Falcon, deputy director of the Center on Food Security and the Environment, has much to say about breaking that cycle in his chapter, "Food Security for the Poorest Billion: Policy Lessons from Indonesia." He describes that country's dramatic achievement in alleviating hunger during his three decades as a policy adviser to the Soeharto administration (1967-1998). In addition to sound macroeconomic policies and Green Revolution technologies, he credits the regime's insistence on improving peasants' micro-scale agriculture and their general welfare—notably by setting up rural health and family planning clinics—as crucial to food security.

Without such priorities, steps taken to boost development can sharpen income inequalities. Naylor and visiting research fellow Whitney L. Smith discuss the recent upsurge of large land acquisitions by foreign investors and national elites in Sub-Saharan countries. The hope is that commercial-scale agriculture will provide food security through increased production, supply chain development and job creation. But land rights in these countries are an ill-defined and arbitrarily applied hybrid of tradition and legislation, leaving smallholders at risk of being dispossessed without compensation or substitute employment.

Too Much of a Good Thing?

Some solutions to food insecurity are environmentally harmful. Conversely, some measures taken to protect the environment can be detrimental to food security. How to reconcile the two is a major concern of this book.

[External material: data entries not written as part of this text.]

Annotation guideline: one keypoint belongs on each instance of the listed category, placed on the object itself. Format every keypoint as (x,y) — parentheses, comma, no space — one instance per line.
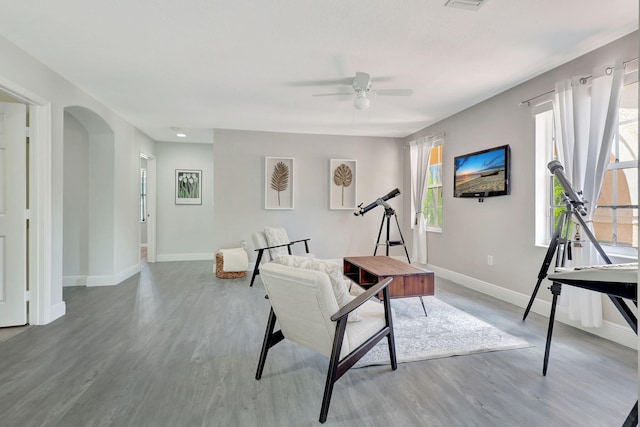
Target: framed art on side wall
(188,187)
(342,184)
(278,187)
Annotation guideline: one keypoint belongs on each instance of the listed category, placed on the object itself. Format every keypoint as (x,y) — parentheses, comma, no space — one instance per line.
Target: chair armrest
(272,247)
(284,245)
(298,241)
(361,299)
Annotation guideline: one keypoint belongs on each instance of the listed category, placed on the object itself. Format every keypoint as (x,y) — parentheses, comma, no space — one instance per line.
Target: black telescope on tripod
(381,201)
(560,245)
(575,198)
(388,213)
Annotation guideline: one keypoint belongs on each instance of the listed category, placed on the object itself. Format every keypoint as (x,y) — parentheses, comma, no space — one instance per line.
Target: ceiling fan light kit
(361,86)
(361,102)
(466,4)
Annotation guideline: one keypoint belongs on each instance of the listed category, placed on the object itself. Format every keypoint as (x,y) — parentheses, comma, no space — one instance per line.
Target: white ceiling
(253,65)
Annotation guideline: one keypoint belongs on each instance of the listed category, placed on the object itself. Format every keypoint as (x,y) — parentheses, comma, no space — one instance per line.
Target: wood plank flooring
(174,346)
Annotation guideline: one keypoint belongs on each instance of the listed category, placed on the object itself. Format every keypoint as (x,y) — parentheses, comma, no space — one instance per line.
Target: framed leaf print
(278,188)
(342,184)
(188,187)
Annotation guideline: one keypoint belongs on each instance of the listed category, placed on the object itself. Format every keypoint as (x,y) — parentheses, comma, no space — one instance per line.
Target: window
(615,221)
(143,195)
(433,204)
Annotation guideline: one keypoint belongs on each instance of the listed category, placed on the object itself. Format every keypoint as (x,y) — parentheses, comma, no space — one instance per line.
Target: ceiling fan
(361,85)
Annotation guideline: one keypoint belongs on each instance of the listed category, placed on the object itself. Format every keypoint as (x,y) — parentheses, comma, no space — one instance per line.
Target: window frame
(439,211)
(544,182)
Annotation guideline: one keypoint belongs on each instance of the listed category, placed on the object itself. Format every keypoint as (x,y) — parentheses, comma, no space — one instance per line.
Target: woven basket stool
(226,274)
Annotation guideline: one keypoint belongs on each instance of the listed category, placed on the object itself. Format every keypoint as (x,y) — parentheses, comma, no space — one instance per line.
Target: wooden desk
(617,282)
(408,280)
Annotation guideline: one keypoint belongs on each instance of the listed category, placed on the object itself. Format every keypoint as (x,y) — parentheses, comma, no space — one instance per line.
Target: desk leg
(632,419)
(555,288)
(423,309)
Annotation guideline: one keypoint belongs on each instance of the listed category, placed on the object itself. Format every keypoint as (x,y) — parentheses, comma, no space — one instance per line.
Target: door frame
(151,206)
(42,276)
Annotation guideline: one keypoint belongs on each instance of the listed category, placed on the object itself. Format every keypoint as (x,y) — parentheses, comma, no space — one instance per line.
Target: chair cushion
(333,270)
(277,236)
(304,302)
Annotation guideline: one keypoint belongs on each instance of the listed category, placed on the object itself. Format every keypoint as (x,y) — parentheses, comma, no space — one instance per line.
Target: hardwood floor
(174,346)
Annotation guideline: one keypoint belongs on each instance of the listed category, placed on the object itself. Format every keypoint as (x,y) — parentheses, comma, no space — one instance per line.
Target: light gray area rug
(446,331)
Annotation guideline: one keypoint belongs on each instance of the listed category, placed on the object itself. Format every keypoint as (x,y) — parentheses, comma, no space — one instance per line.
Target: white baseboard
(620,334)
(107,280)
(185,257)
(68,281)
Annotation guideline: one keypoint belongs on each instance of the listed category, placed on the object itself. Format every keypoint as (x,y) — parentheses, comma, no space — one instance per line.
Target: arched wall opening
(88,199)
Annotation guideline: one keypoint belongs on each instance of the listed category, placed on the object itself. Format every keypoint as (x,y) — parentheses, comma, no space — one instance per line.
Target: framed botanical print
(278,188)
(342,184)
(188,187)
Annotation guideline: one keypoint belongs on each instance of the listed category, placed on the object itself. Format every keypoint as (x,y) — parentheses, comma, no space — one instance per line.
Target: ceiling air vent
(465,4)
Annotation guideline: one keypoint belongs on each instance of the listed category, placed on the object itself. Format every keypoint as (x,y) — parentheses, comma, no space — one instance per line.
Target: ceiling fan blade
(333,94)
(393,92)
(325,82)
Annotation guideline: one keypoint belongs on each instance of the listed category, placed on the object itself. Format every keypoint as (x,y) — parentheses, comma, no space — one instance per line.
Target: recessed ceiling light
(465,4)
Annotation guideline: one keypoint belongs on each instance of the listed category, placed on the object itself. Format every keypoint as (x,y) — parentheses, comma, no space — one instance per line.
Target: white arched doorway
(88,199)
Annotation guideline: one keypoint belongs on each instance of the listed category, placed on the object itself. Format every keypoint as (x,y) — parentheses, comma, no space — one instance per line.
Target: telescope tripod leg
(554,247)
(405,249)
(380,234)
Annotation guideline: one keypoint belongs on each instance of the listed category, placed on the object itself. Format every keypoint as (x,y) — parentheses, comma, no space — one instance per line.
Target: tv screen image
(483,173)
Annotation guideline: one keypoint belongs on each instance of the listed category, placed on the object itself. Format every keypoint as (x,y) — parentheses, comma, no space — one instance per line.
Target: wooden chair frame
(337,368)
(256,269)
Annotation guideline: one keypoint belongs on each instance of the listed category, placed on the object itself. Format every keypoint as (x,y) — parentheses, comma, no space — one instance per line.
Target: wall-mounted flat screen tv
(483,173)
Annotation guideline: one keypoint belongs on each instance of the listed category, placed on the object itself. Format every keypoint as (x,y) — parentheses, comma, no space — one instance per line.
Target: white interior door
(13,205)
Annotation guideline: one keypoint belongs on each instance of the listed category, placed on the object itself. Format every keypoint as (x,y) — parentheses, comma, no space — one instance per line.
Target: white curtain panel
(419,155)
(586,118)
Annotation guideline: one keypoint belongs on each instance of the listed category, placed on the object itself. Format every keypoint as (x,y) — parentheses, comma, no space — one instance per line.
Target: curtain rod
(425,139)
(527,102)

For example, fertilizer is fundamental to increasing crop yields and, as Dean of Earth Sciences Pamela Matson and biological sciences professor Peter Vitousek note, some rapidly developing countries use "truly massive amounts." Some of it degrades into the environment as nitrous oxide, a greenhouse gas several hundred times more potent than carbon dioxide. (Paradoxically, extreme weather produced by greenhouse gases reduces crop yields.) Deforestation caused by expansion of agricultural land adds to the cruel dilemma for policy makers: hunger vs. global warming. The good news—and there is some amid the gloomy scenarios—is that experiments conducted by Matson and Vitousek in Mexico and China show that using less fertilizer more efficiently can reduce costs, improve yields and help the environment.

Energy demands also intersect with environmental concerns, and the mandated boom in biofuels (see graph above) has an especially dramatic impact on agriculture. Growing corn, sugar and vegetable oils to produce them diverts land and water from food crops and livestock feed. (Some 40 percent of U.S. corn goes to ethanol production.)

Although U.S. and E.U. farm incomes have risen as a result, so have food prices in global markets. Naylor, associate professor of environmental earth system sciences David Lobell and biology professor Chris Field analyze in detail how energy, climate and food concerns pose complex policy challenges. In all, The Evolving Sphere of Food Security doesn't present solutions; it offers a blueprint for how to tackle the problems more comprehensively.